Ahmed al-Fadali, politologue et coordinateur général du Courant Indépendant, a déclaré que l'Occident et les Etats-Unis accordent généralement leur soutien à tout régime qui obtient l'appui de son propre peuple.
"Au moment où cette mentalité est remise en question en raison de la colère du public, les Etats-Unis et l'Occident n'ont pas d'autre choix que de suivre le pouls de la rue", a déclaré à l'agence Xinhua M. Fadali, qui représente 30 partis politiques.
M. Fadali, également chef du parti de la paix démocratique, fait écho à l'avis de M. Essaila, selon qui M. Morsi est devenu le maillon faible de l'équation. "Peut-être qu'il se retrouve même en dehors de l'équation en quelque sorte".
Il a ajouté que même si M. Morsi refusait de démissionner, il a en fait déjà été limogé par des millions de personnes qui sont descendues dans les rues le 30 juin.

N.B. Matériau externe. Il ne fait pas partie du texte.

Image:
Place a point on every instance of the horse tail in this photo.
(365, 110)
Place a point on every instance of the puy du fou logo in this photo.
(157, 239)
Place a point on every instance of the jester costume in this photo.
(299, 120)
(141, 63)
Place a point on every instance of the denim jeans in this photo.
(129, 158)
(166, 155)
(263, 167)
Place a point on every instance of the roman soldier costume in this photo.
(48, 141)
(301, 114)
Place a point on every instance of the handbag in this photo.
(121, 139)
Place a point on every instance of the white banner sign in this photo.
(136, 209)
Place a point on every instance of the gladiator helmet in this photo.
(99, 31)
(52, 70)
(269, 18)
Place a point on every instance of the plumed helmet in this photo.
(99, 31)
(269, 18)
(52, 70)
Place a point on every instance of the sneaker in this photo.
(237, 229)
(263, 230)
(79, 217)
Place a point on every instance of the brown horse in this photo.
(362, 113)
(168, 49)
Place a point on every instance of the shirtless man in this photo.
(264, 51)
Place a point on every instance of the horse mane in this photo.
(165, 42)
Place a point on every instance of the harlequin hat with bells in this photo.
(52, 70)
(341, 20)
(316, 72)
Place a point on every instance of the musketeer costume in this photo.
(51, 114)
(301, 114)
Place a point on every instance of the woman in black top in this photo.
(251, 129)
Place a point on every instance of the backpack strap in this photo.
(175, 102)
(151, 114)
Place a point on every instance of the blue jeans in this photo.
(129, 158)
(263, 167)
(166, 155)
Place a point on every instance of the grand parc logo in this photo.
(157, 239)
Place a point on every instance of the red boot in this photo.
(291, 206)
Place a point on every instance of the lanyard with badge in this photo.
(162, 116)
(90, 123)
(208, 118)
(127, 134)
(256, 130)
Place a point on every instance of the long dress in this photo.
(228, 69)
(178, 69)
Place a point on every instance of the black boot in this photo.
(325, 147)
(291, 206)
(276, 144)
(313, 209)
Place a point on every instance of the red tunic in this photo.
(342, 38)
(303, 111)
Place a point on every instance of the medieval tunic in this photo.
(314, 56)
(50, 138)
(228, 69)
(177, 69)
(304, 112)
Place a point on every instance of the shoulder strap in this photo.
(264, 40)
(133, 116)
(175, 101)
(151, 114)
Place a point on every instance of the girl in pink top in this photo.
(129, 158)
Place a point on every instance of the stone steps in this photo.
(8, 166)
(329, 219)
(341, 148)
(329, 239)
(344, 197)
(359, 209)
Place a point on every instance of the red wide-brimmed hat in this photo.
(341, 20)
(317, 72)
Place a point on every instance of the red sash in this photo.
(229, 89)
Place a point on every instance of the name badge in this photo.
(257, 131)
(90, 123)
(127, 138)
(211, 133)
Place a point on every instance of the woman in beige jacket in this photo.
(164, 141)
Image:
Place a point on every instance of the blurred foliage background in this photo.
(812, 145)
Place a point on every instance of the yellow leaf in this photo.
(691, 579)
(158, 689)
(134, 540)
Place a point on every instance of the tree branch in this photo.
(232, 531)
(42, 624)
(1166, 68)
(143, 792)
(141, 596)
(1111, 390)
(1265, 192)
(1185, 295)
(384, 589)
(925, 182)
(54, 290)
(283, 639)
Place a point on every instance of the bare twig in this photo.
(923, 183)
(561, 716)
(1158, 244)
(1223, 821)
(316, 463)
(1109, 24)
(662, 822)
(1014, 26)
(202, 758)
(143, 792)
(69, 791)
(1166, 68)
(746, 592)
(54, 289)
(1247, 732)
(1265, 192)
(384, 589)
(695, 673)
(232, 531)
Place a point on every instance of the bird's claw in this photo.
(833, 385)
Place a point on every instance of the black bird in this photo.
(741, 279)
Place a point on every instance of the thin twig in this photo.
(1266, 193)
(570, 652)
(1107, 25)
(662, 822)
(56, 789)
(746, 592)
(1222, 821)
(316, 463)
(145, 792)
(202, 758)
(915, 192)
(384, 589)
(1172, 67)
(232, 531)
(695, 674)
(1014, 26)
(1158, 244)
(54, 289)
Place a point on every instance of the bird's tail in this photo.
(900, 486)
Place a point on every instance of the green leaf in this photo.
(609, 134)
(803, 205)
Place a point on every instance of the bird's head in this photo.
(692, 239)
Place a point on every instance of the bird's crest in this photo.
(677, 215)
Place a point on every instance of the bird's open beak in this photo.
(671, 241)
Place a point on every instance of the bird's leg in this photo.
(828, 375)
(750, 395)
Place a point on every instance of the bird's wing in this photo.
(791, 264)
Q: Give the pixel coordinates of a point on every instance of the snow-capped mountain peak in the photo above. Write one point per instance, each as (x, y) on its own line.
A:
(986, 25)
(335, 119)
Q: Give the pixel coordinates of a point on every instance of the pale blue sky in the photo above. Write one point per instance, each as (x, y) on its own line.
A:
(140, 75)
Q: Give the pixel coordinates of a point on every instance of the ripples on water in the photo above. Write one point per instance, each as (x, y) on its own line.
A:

"La situation aurait été trop dangereuse sans les forces armées", a souligné M. Fadali, ajoutant que la meilleure issue pour M. Morsi est de démissionner dans les prochaines heures avant que l'ultimatum de l'armée ne soit terminé.
Cependant, mardi soir, dans un discours télévisé, M. Morsi a déclaré qu'il n'y aurait pas d'alternative à la légitimité et qu'il paierait de sa vie pour l'assurer.
Le professeur de sciences politiques Tharwat Badawi a déclaré à Xinhua qu'il s'attend à ce que M. Morsi tente de parvenir à un accord avec ses rivaux, sans quoi il y aurait "des rivières ou des mers de sang".